According to Kelly Winters, product manager for Facey-B:

"The work is part of our ongoing effort to develop resources for people who may be going through difficult moments in their lives. We hope these tools will help people end relations on Facebook with greater ease, comfort and sense of control."

Sadly, I can't help but harbour the jaded view that Facebook's motive is probably less 'help people deal with the emotional complications of breakups' and more 'make sure people keep using Facebook and don't avoid it based on fear they'll see an ex's photos' - although there probably was at least some level of compassion driving the decision.

The main thing that troubles me though, is how little self-control this new measure suggests we have.

My Phone Is My Mum Now

The more we sync with modern technology, the more control we seem to be surrendering to it. I mean, who needs to assert control over a whim to stalk their ex when we can rely on technology to mother us? Why acquire key navigation skills when Google Maps will hold our hand from door-to-door? Why go to the trouble of thinking things through when we can demand instant answers from Siri?

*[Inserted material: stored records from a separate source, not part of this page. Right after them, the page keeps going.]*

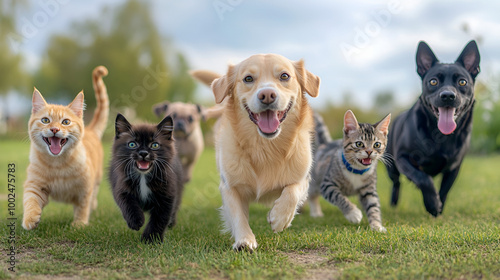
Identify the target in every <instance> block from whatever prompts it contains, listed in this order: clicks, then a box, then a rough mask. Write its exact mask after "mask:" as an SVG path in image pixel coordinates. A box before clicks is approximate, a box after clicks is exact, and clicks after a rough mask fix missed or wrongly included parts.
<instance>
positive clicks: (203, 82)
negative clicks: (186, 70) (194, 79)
mask: <svg viewBox="0 0 500 280" xmlns="http://www.w3.org/2000/svg"><path fill="white" fill-rule="evenodd" d="M189 75H191V77H193V78H195V79H196V80H198V81H200V82H202V83H203V84H205V85H207V86H210V85H211V84H212V82H213V81H214V80H215V79H218V78H220V77H221V75H220V74H219V73H215V72H212V71H209V70H193V71H189Z"/></svg>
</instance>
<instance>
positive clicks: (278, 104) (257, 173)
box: [211, 54, 320, 251]
mask: <svg viewBox="0 0 500 280" xmlns="http://www.w3.org/2000/svg"><path fill="white" fill-rule="evenodd" d="M319 84H320V79H319V78H318V77H317V76H315V75H313V74H312V73H310V72H309V71H307V70H306V69H305V68H304V63H303V61H298V62H293V61H290V60H288V59H287V58H285V57H282V56H280V55H275V54H265V55H254V56H251V57H250V58H248V59H246V60H244V61H243V62H241V63H239V64H237V65H234V66H229V69H228V71H227V74H226V75H224V76H222V77H221V78H219V79H216V80H215V81H213V83H211V86H212V90H213V92H214V95H215V100H216V102H217V103H218V104H221V103H222V101H223V100H224V102H223V103H222V106H223V113H222V116H221V117H220V118H219V121H218V124H217V125H216V127H215V129H216V132H215V138H216V139H215V149H216V158H217V166H218V169H219V172H220V178H221V180H220V186H219V189H220V192H221V195H222V203H223V206H222V209H221V211H222V217H223V219H224V221H225V225H226V229H227V231H229V232H231V233H232V236H233V238H234V239H235V242H234V244H233V248H234V249H235V250H241V249H247V250H249V251H252V250H254V249H255V248H257V241H256V239H255V235H254V234H253V233H252V230H251V229H250V226H249V223H248V218H249V203H250V202H252V201H258V202H262V203H268V204H273V207H272V209H271V211H270V212H269V213H268V217H267V220H268V222H269V223H270V224H271V228H272V229H273V231H274V232H280V231H282V230H283V229H285V228H287V227H289V226H290V225H291V222H292V220H293V217H294V216H295V214H296V211H297V208H298V207H299V206H300V205H301V204H302V203H303V202H304V200H305V199H306V197H307V191H308V188H309V171H310V168H311V164H312V153H311V142H312V135H313V131H314V122H313V118H312V110H311V108H310V107H309V104H308V102H307V98H306V94H308V95H310V96H312V97H316V96H317V95H318V91H319Z"/></svg>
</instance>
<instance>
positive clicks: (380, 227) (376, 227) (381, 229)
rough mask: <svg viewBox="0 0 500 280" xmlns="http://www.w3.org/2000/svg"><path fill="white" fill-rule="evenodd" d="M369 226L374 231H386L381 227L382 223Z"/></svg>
mask: <svg viewBox="0 0 500 280" xmlns="http://www.w3.org/2000/svg"><path fill="white" fill-rule="evenodd" d="M370 227H371V229H372V230H374V231H378V232H382V233H386V232H387V229H386V228H385V227H383V226H382V225H370Z"/></svg>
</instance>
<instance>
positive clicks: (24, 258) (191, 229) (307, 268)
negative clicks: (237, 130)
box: [0, 141, 500, 279]
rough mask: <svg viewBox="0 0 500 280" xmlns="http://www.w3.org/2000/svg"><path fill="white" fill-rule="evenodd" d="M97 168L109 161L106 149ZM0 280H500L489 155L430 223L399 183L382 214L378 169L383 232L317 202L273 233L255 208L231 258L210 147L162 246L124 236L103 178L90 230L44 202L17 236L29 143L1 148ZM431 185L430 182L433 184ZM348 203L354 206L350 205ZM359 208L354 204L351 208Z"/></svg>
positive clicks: (499, 272)
mask: <svg viewBox="0 0 500 280" xmlns="http://www.w3.org/2000/svg"><path fill="white" fill-rule="evenodd" d="M105 150H106V151H107V159H106V162H109V159H108V158H109V153H110V152H109V151H110V146H109V145H107V146H105ZM0 154H1V155H0V168H1V169H2V170H1V172H0V174H2V175H1V177H0V209H1V211H0V213H1V214H2V216H1V219H2V220H1V224H0V237H1V240H2V251H1V255H2V256H1V257H0V259H1V260H2V265H1V271H0V278H1V279H4V278H6V279H9V278H16V279H139V278H144V279H199V278H202V279H343V278H348V279H384V278H387V279H417V278H418V279H437V278H444V279H483V278H486V279H492V278H500V227H499V225H500V171H499V169H498V168H499V166H500V165H499V162H500V156H499V155H491V156H488V157H479V156H473V155H470V156H468V157H467V158H466V160H465V162H464V164H463V166H462V170H461V173H460V175H459V178H458V179H457V181H456V183H455V185H454V186H453V188H452V190H451V192H450V194H449V196H448V203H447V205H446V207H445V211H444V214H443V215H442V216H441V217H439V218H433V217H431V216H430V215H429V214H427V212H426V211H425V209H424V206H423V202H422V195H421V193H420V191H418V190H417V189H416V187H415V186H414V185H413V184H411V183H410V182H408V180H406V179H405V180H404V183H403V186H402V190H401V198H400V204H399V205H398V207H397V208H391V207H390V204H389V194H390V189H391V185H390V184H389V180H388V177H387V175H386V170H385V168H384V167H383V166H382V165H380V166H379V170H378V172H379V182H378V191H379V195H380V198H381V204H382V214H383V224H384V225H385V227H386V228H387V230H388V232H387V233H385V234H382V233H377V232H373V231H371V230H370V228H369V226H368V222H367V220H366V217H364V218H363V221H362V222H361V224H360V225H352V224H349V223H348V222H347V220H346V219H345V218H344V217H343V216H342V214H341V212H340V211H339V210H338V209H337V208H336V207H334V206H332V205H329V204H328V203H326V202H325V201H324V200H323V201H322V206H323V211H324V213H325V217H323V218H318V219H313V218H311V217H310V216H309V207H308V206H306V207H305V208H304V211H303V213H302V214H300V215H298V216H296V218H295V220H294V221H293V225H292V227H290V228H288V229H286V230H285V231H284V232H282V233H279V234H274V233H273V232H272V231H271V229H270V226H269V225H268V223H267V222H266V215H267V211H268V210H269V208H267V207H265V206H262V205H257V204H253V205H252V206H251V210H250V226H251V227H252V229H253V232H254V233H255V235H256V237H257V242H258V243H259V247H258V249H257V250H256V251H255V252H254V253H248V252H234V251H233V250H232V249H231V244H232V240H231V239H230V236H228V235H223V234H221V233H220V228H221V222H220V219H219V214H218V210H217V208H218V207H220V205H221V198H220V194H219V191H218V183H219V178H218V173H217V170H216V166H215V158H214V154H215V153H214V150H213V149H207V150H205V152H204V153H203V156H202V158H201V160H200V161H199V163H198V165H197V167H196V169H195V174H194V177H193V179H192V181H191V182H190V183H189V184H188V185H187V186H186V188H185V192H184V198H183V203H182V206H181V209H180V212H179V218H178V224H177V226H175V227H174V228H173V229H172V230H170V231H167V232H166V234H165V242H164V243H163V244H161V245H145V244H141V243H140V242H139V238H140V234H141V232H142V230H143V229H141V231H140V232H136V231H132V230H130V229H128V227H127V225H126V223H125V221H124V220H123V218H122V215H121V213H120V211H119V209H118V207H117V206H116V205H115V202H114V200H113V198H112V195H111V191H110V187H109V183H108V182H107V178H105V180H104V182H103V184H102V185H101V188H100V191H99V206H98V209H97V210H96V211H95V212H93V213H92V216H91V219H90V225H89V226H88V227H85V228H79V229H75V228H72V227H71V226H70V223H71V221H72V215H73V210H72V206H70V205H66V204H61V203H57V202H50V203H49V205H48V206H47V207H46V208H45V209H44V211H43V213H42V221H41V222H40V225H39V227H38V228H37V229H35V230H32V231H25V230H24V229H23V228H22V227H21V219H22V213H23V210H22V193H23V191H22V183H23V182H24V180H25V178H26V167H27V164H28V154H29V143H27V142H23V143H21V142H14V141H2V142H0ZM11 162H13V163H15V164H16V172H15V175H16V178H17V181H16V191H15V193H16V209H15V214H16V216H17V218H18V220H17V227H16V240H17V249H16V250H17V251H16V252H17V255H16V261H17V263H16V267H15V270H16V272H15V273H11V272H9V271H8V270H7V268H8V267H9V266H10V265H9V264H8V263H7V259H8V256H7V254H8V253H9V251H8V250H7V248H8V245H9V244H7V240H8V239H7V238H8V236H9V234H8V228H7V220H6V217H7V208H8V205H7V196H6V194H7V183H6V182H7V172H8V170H7V164H8V163H11ZM438 180H439V179H438ZM351 200H352V201H356V203H357V198H355V197H353V198H352V199H351ZM358 205H359V203H358Z"/></svg>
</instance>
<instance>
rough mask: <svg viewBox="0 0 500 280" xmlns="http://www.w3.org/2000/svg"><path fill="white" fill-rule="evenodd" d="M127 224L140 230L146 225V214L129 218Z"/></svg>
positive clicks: (131, 226) (130, 226)
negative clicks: (141, 227)
mask: <svg viewBox="0 0 500 280" xmlns="http://www.w3.org/2000/svg"><path fill="white" fill-rule="evenodd" d="M127 225H128V227H129V228H130V229H133V230H140V229H141V227H142V226H143V225H144V215H136V216H134V217H132V218H130V219H129V220H127Z"/></svg>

Admittedly, our brains were never designed for the world we now live in. We're pre-programmed with primal fear of those who are different to us, a desire to hoard and an endocrine system that rewards us for eating junk food en masse with a nice dose of serotonin that says 'yeh, I'm gonna survive winter', when it should say 'oh man, I'm morbidly obese now'.

So maybe modern inventions like social media do need safeguards to protect us from our silly old-school minds that still think we're cavemen (and apparently cavemen with Facebook would spend all their time scrolling through ex-conquests' pictures, weeping, in a destructive, confused urge for self-gratification).

But surely it would make sense for us to put sensible decisions and goals for long-term happiness first, and keep self-control in the gene pool for future generations? We're nippily becoming a big pile of selfie-taking, babbling kidults who blame all our problems on external sources rather than our own deplorable inability to say no to things that, with a little contemplation, we would sensibly avoid.

Okay, It's Not All Bad

I haven't been overly positive so far. In truth, I'm actually not completely against Facebook's new measures. I do think they'll help a lot of people who are going through one of the most traumatic processes of their life so far.

I admit, when a boyfriend of four years and I broke up, I wasn't a glowing example of positive willpower. Although we made the sensible decision to delete each other from Facebook, that didn't stop me from occasionally having a peek at his limited profile and descending into a self-inflicted pit of despair.

It's too easy to cave into temptation when answers to our neurotic ponderings are just one menacing click away.

Still, this was my fault. Not Facebook's.

Ultimately, I'm not opposed to the new tools. I just really hope we never get to a point where we consider them necessary to protect us from emotional harm. Because we all have the ability to choose what we expose ourselves to online, without suckling colostrum out of Mark Zuckerberg's nipple.